In the land of smartcards

Even though I did post that I wanted to get onto hardware signatures I ended up getting an USB smartcard reader for a job that requires me to deal with some kind of smartcards; I cannot go much further on the matter right now though, so I’ll skip over most of the notes here.

Now, since I got the reader, but not yet most of the specifics I need to actually go on with the job, I’ve been playing with actually getting the reader to work with my system. Interestingly enough, as usual, the first problem is very Gentoo-specific: the init script does not work properly, and I’m now working on fixing that up.

But then the problem is to actually find a smart card to test with; in my haste I forgot about getting at least one or two smartcards to play with when I ordered the device, and now it’d be stupidly expensive to order them. Of course I’ll go around this time and get myself the Italian electronic ID card (CIE), but even that does not come cheap (€25, and a full morning wasted), and I cannot just do that right now.

So I went around to see what I had at home with a smartcard chip, after discarding my old, expired MasterCard (even though I thought about it before, I was warned against trying that), I decided to try with a GSM SIM card, which I had laying around (I had to get a new one to switch my current phone plan to a business subscriber plan; before I was using a consumer pre-paid plan).
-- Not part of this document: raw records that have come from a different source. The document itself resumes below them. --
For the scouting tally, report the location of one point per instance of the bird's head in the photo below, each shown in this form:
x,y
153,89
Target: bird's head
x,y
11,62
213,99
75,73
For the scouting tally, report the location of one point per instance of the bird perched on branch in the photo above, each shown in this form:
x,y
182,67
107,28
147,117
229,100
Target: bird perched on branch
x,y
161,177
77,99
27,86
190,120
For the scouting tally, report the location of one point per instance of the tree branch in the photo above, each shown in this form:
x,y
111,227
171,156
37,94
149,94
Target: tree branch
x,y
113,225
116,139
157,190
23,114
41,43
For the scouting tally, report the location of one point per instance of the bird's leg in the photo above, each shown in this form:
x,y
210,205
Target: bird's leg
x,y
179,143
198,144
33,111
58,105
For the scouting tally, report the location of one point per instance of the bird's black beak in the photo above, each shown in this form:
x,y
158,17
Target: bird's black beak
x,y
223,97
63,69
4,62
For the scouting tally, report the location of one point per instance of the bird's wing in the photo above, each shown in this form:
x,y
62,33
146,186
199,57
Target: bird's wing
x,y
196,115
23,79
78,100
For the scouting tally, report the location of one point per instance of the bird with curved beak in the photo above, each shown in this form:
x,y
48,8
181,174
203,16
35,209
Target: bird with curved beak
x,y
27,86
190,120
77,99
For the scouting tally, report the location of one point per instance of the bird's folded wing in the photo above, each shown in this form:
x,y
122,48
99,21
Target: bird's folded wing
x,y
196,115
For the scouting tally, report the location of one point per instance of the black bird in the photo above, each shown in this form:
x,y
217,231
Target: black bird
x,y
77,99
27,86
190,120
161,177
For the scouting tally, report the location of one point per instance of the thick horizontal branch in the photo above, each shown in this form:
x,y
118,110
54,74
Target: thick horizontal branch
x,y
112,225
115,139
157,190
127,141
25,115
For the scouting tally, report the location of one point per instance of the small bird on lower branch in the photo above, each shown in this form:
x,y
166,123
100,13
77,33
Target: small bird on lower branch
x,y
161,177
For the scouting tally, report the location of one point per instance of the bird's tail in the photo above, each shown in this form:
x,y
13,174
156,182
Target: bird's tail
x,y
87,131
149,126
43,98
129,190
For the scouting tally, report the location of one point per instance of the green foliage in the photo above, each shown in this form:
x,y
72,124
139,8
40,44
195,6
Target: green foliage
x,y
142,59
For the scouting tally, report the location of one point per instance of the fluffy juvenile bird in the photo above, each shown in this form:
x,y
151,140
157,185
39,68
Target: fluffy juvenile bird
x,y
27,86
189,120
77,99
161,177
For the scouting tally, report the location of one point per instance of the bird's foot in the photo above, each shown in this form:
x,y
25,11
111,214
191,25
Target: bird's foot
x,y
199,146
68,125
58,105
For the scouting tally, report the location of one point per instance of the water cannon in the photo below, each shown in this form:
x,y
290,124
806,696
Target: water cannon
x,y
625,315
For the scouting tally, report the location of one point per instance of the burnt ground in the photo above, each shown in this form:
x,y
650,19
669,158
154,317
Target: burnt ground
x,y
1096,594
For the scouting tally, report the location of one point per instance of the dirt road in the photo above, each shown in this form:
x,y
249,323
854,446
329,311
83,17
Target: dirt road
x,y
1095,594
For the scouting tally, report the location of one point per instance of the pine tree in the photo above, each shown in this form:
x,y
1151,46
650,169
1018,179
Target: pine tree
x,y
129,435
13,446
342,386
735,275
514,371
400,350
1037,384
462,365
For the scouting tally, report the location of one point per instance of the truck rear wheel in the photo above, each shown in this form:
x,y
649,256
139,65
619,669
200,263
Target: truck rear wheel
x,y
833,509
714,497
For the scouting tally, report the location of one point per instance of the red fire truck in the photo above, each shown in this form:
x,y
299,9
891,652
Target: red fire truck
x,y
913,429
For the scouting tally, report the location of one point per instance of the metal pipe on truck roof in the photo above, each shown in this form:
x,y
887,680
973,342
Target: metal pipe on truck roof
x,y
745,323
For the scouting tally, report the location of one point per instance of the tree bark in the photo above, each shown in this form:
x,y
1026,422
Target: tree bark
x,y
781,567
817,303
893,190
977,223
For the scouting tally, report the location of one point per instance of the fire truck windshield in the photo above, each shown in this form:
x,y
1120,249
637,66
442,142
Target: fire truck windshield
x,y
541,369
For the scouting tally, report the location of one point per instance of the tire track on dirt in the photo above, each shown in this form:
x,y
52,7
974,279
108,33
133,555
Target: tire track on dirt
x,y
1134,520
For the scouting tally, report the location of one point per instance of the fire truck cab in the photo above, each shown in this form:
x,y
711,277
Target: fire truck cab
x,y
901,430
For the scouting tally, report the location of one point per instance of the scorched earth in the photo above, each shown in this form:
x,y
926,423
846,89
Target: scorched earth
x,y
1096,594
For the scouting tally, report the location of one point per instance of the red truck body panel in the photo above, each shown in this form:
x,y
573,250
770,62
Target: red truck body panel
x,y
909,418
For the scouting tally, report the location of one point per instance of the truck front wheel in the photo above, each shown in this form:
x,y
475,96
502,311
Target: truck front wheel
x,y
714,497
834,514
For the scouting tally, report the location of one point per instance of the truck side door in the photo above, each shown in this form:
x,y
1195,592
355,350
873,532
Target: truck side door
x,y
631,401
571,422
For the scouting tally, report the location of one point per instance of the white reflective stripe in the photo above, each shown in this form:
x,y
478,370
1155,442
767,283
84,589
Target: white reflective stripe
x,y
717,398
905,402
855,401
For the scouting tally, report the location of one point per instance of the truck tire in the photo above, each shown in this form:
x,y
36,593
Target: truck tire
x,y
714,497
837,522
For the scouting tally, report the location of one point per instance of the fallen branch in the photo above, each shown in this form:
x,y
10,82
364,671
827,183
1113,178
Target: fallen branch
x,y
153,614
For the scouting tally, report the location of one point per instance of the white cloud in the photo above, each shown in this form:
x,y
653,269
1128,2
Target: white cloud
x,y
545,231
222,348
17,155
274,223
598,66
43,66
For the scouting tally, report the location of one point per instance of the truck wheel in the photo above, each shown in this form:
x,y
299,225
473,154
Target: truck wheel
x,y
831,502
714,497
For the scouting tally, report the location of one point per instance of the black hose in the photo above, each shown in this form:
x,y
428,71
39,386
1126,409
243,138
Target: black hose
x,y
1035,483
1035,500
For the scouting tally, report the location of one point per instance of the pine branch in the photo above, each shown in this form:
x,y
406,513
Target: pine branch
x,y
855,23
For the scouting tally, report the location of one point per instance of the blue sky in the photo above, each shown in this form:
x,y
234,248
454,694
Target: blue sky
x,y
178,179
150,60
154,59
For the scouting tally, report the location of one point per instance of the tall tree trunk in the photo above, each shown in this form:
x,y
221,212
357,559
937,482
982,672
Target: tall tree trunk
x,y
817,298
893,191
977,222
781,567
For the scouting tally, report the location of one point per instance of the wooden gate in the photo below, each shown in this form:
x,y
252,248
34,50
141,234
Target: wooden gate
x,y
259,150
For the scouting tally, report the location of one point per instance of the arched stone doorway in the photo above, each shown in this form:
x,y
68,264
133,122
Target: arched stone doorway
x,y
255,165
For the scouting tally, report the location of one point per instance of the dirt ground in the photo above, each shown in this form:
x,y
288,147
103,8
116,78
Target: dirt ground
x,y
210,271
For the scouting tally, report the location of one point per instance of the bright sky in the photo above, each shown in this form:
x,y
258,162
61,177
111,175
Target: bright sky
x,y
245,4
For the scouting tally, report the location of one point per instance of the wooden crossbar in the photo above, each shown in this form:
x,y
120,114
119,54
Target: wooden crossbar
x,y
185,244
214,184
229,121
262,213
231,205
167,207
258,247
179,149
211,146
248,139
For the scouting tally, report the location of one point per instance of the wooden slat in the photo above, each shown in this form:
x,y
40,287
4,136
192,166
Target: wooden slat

Now, although I was able to test that the reader detects and initialises the card correctly (although it is not in the pcsc-tools database!), I wanted to see if it was actually possible to access it fully; luckily the page of a Gentoo user sent me to some software, written by an Italian programmer, that should do just that: monosim which, as you’d expect, is written in C# and Mono, which is good given I’m currently doing the same for another customer of mine.

Unfortunately, it seems like the mono problem comes up again: upstream never considered the fact that the libpcsclite.so ABI changes between different architectures, even on the same operating system. Not that I find that a good idea in general, since I always try to stick with properly-sized parameters (thanks stdint.h), but it happens, and we should get ready to actually resolve the problems when they appear.

Now, I really don’t even want to get started with all the mess that RMS have uncovered lately; just like I did a few years back, I replace the idealistic problems from Stallman with technical limitations, see for instance my post about “the java crap” (which – by the way – hasn’t finished being a problem, outlasting the idealistic problems).

And I’m still waiting for Berkeley DB to finish its testsuite, after more than twelve (12!) hours, on an eight core system, with parallel processes (I get five TCL processes to hog up the same amount of cores at almost any time). I don’t even want to think how long it would take on a single-core system. Once that’s done, I can turn the system down for some extraordinary maintenance.